“How many I/O slots do we need to provide, and for which type of I/O cards?” asked my R&D project manager.
In a previous life, I spent many years as a marketing planner for large computer systems. What this really entails is giving guidance to the R&D, manufacturing, support and other teams about what products to build. I was frequently peppered with questions like, “What databases will the users have?” and “How many concurrent users must we support?” The questions were endless and covered a broad range of issues. Now of course, the R&D folks had every reason to ask me those questions—it was my job to understand how customers used our systems and make sure we designed products that met their needs. But how was I supposed to know that level of detail? And if I answered those questions, why would the engineers believe me?

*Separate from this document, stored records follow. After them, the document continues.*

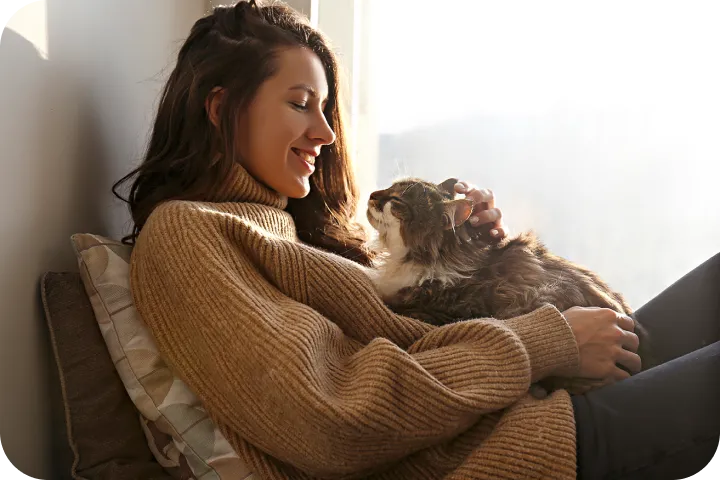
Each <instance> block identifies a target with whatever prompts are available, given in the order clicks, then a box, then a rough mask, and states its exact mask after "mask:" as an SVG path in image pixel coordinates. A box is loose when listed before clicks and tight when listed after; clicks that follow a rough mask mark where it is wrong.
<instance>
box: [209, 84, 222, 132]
mask: <svg viewBox="0 0 720 480" xmlns="http://www.w3.org/2000/svg"><path fill="white" fill-rule="evenodd" d="M224 97H225V89H224V88H222V87H215V88H213V89H212V90H210V94H209V95H208V96H207V98H206V99H205V111H206V112H207V114H208V118H209V119H210V122H211V123H212V124H213V125H214V126H215V128H217V127H218V126H219V125H220V107H221V105H222V101H223V98H224Z"/></svg>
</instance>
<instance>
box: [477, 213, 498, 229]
mask: <svg viewBox="0 0 720 480" xmlns="http://www.w3.org/2000/svg"><path fill="white" fill-rule="evenodd" d="M473 217H475V218H477V221H473V222H472V223H473V225H484V224H486V223H492V224H494V226H495V227H496V228H498V227H500V226H501V225H497V224H498V223H500V220H501V219H502V211H501V210H500V209H499V208H491V209H490V210H482V211H479V212H475V213H473Z"/></svg>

As it turned out, I could answer those very detailed questions. My secret was Contextual Design—I had met Karen and Hugh and they had coached me and my team for a large project. We had gathered customer data and captured that information in various work models, including an affinity and physical model. So when my engineers came asking questions, I’d say, “let’s look at the data we have and see what it tells us.” Suddenly we were getting answers from our users, not from ‘Marketing’. The engineers loved it. They could get details—and engineers love details. The structured capture of information in different work models provided a language that I used to communicate exactly the level of information different groups in my organization required.
I’ve used numerous marketing processes and many development lifecycles during my career but it wasn’t until I encountered Contextual Design that I fell in love. Yes, I’d call it love because once I learned the process, I’ve stuck with it and used it in some fashion ever since we first met in the mid-1990s. For me that’s a long term relationship—okay, that’s a different blog. Colleagues frequently ask me what it is about CD that hooked me. My answer is simple—the real difference between CD and all other processes I’ve used is the capture of detailed data in work models and how those can be used for communicating to the larger organization. Of course going into the field and gathering appropriate data is important—that’s a no-brainer—but the discipline and structure of having that data captured explicitly in various work models filled a gaping hole I had found with other processes.
The first project I did using Contextual Design provided me with an understanding of how our customers used our large computer systems. I used that data for almost 5 years, answering questions and helping different R&D teams better understand how customers installed, configured and managed their large systems. We found the physical model to be of great use to us because it captured specific information about where these systems were located, in relation to storage, printers and other systems, how they were connected, etc.
We were now able to make informed decisions and choose trade-offs with much more confidence. I was no longer trapped in endless meetings as different people argued for their opinion, based on something they read or heard from a customer. I could now talk with confidence and with the work models we built from user data I was able to easily communicate what I and the team had learned with my executives. We spent much more time discussing how to deliver things rather than debating what to deliver.
An interesting thing happened to me after that. I spent much less time worrying about and investigating what competitors were doing. I didn’t need to. With the customer knowledge I had gained accompanied by the visioning we did, I knew exactly where we could and should go with our product roadmap. If we could execute against that roadmap, we would satisfy our customers and differentiate ourselves significantly. Now I worried about our ability to execute. As long as I could deliver what we knew our customers would need, taking advantage of technology advances and making it all easy for our customers, we’d be golden. My biggest fear was always that a competitor would beat us to market. And unfortunately, that did sometimes happen. I’ll share my thoughts about an organization’s ability to execute another time.